PyTorch is a high-productivity Deep Learning framework based on dynamic computation graphs and automatic differentiation. It is designed to be as close to native Python as possible for maximum flexibility and expressivity.
Availability on Cori¶
PyTorch can be picked up from the Anaconda python installations (e.g. via
module load python) or from dedicated modules with distributed support (including MPI) enabled.

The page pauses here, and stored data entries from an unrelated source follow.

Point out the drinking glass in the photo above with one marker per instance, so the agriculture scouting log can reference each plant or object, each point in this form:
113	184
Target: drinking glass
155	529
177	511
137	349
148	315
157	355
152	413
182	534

You can see which versions are available with
module avail pytorch.
Current recommended version¶
The currently recommended version of PyTorch to use on Cori Haswell and KNL is the latest version,
v1.4.0, which can be loaded with
module load pytorch/v1.4.0
Want to integrate your own packages with PyTorch at NERSC? There are two suggested solutions:
- Install your packages on top of our PyTorch + Python installations - You can use the
$PYTHONUSERBASEenvironment variable (set automatically when you load one of our modules) and user installations with
pip install --user ...to install your own packages on top of our PyTorch installations.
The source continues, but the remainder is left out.